Jem meanwhile had a proper “cockpit” rig of what looked to be two iPads, a small keyboard, a loop station, some triggers, a pedalboard, a Casio VL-Tone(!) and of course the Chapman Stick Railboard. This is the latest Chapman Stick model, with the neck and frets machined from a single piece of aluminium. He had it in a custom mirrored tuning (5ths I think if I recall our post-gig discussion correctly) and was playing it horizontally like a lap steel (though not with a slide) rather than in the normal “worn vertically” manner. He had an e-Bow going at times and also what looked to be dulcimer hammers at one point, but the majority of his playing was tapped stuff, ranging from Dunneryesque tapboarding ascending and descending flurries, to Levin-esque rhythmic stuff and plenty of melodic soloing and low-end funkiness. The Railboard had the laser-sharp Chapman stick solo melody sound going on (and Jem coaxed out some lovely melodic lines using it) but also covered the low end very well, sounding like a slap-bass DX-7 in places (but in that no-two-notes-are-the-same way that only a tapped string instrument can).
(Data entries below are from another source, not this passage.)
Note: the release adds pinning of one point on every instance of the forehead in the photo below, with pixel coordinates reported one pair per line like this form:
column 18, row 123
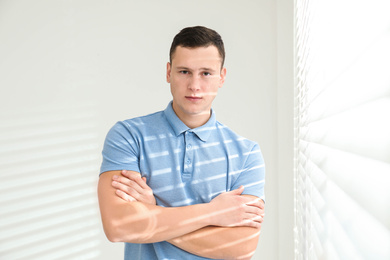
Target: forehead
column 201, row 56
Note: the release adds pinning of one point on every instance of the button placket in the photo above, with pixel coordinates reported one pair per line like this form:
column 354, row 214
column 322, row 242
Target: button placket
column 188, row 155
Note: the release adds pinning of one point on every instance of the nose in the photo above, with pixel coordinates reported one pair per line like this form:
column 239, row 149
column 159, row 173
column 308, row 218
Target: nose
column 194, row 83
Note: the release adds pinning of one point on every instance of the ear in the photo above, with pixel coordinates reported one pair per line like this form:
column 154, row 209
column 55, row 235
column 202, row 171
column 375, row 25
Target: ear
column 222, row 76
column 168, row 72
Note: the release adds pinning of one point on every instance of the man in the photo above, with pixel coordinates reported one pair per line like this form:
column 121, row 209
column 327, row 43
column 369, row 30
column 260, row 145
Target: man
column 191, row 188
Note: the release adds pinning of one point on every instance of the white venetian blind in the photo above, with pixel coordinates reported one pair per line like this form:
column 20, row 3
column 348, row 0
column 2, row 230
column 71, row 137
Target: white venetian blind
column 342, row 129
One interesting thing was that there didn’t appear to be a big house PA – the whole lot looked to be going through a couple of MarkBass combos, though I did spot a very tall and slim Bose speaker onstage too. The small venue didn’t need a lot of volume and though I wished on the drive home I’d worn my earplugs after the aforementioned modulated white noise blasts, I would have probably missed a lot more of the subtler stuff that was going on.
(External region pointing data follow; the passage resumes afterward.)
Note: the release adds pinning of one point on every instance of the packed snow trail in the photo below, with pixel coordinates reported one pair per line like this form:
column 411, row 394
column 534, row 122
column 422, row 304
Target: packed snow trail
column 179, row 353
All of the music was very interesting and each of the three pieces had a lot of variety in them. If there was a downside for me, well, it was a bit “Hello and welcome to Jazz Club” in places when everyone seemed to be soloing at once, and there were definitely some times when it seemed to fall apart a bit. But I remarked to Jake in one of the breaks that when they were all playing more simply it was really nicest for me, and the majority of the time they hit seams of richness where the three sound sources really complimented each other.
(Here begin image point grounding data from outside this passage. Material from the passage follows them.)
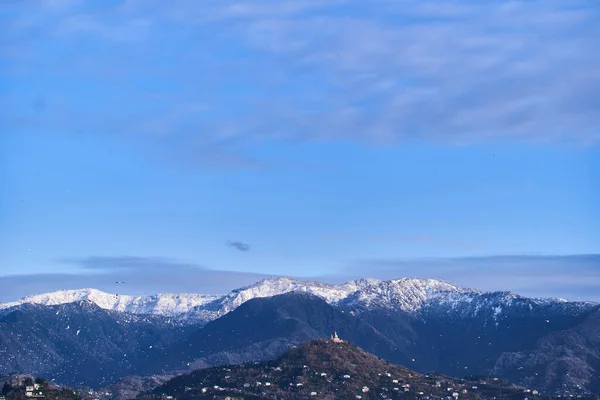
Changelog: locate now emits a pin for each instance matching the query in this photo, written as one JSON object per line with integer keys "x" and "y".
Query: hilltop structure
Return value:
{"x": 335, "y": 338}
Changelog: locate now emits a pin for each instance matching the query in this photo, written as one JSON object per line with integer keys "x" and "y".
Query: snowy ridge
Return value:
{"x": 408, "y": 295}
{"x": 404, "y": 294}
{"x": 159, "y": 304}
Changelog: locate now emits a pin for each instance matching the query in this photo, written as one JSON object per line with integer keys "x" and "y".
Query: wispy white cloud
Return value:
{"x": 380, "y": 72}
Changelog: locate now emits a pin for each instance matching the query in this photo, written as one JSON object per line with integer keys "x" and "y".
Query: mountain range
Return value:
{"x": 426, "y": 325}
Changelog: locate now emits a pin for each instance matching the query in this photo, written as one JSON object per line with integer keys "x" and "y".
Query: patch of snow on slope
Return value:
{"x": 159, "y": 304}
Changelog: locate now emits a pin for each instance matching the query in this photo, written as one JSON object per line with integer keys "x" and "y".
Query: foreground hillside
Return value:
{"x": 423, "y": 324}
{"x": 326, "y": 369}
{"x": 14, "y": 387}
For example there was a part in the middle of the “Andy” song where Jem started playing arpeggioed keyboard parts that seemed to have some Frost* DNA in them, and I think Steve was playing some very “The Flat Earth” (Thomas Dolby LP) fretless bass and that was stunning. I will say as a 100% Frost* fanboy that the “Jem” piece was my fave one; maybe it was the man himself leading that made it, or maybe it was that it was meant to be the final one and they were all in their stride that meant it sounded best, but for a Sunday evening musical gathering it was about as far away from a “blues jam” as you could imagine, and was truly 21st Century improv showing what modern music technology could do.

Steve seemed reluctant to do an encore piece after the initial three pieces had been completed, and though the guys did kick off a fourth for the encore, it wasn’t quite as focused as the other three pieces. It brought the evening’s music up to the 90 minute plus mark though, and with each piece being fresh and new it made for an excellent evening.